On Tuesday, Secretary of State John Kerry visited French President Francois Hollande to show American support to the French government.
Unfortunately Kerry then proceeded to undermine his message with comments to the media that showed monumental diplomatic incompetence.
Talking about the January terrorist attack in Paris on the satirical French magazine Charlie Hebdo, Kerry suggested that there was a “rationale” for that assault (unlike Friday’s attacks in Paris).
“There’s something different about what happened from Charlie Hebdo, and I think everybody would feel that,” Kerry said in Paris, according to a transcript of his remarks. “There was a sort of particularized focus and perhaps even a legitimacy in terms of — not a legitimacy, but a rationale that you could attach yourself to somehow and say, OK, they’re really angry because of this and that.”
To talk about “legitimacy” or “rationale” for a cowardly attack of terror on working journalists, whose only weapons were their pens and their wits, is to call into question the rights of a free press, or free speech itself.
It’s true that Charlie Hebdo does not pull any of its punches with its cartoons – often taking aim at religious figures including the Prophet Mohammed – but that does not mean there is any “rationale” to explain the heartless attack against the publication.
What is apparent is that Charlie Hebdo obviously makes Obama administration officials uncomfortable.

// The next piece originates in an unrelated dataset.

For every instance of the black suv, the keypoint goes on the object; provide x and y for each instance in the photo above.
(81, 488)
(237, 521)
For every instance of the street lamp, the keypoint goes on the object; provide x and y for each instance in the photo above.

Kerry’s insensitive remarks are in fact consistent with the Obama administration’s initial response to the slaughter of the Charlie Hebdo journalists by armed Islamist terrorists.
While 40 world leaders, including David Cameron, Angela Merkel, Vladimir Putin, and Benjamin Netanyahu, gathered in Paris on Jan. 12 to march with millions of French after the Charlie Hebdo attacks, the one glaring absence was President Obama.
Nor could Kerry make it, and although Attorney General Eric Holder was in Paris, he didn’t attend either.
The following week, however, Kerry sheepishly showed up in Paris, bringing with him none other the singer James Taylor. Taylor serenaded the French with “You Have a Friend in Me,” which must have sounded singularly unconvincing to French ears – since actions speak louder than a James Taylor song.
The fact is that U.S. intelligence services and police are working with the French, the British and other Europeans to contain the threat of militant Islam to our homelands. Yet, the president of the United States and his secretary of state, by their ingrained political correctness and fear of appearing anti-Muslim in any way shape or form, have potentially undermined old and important U.S. alliances – in this case with France.
An apology from Kerry, at the very least, would be in order at this time.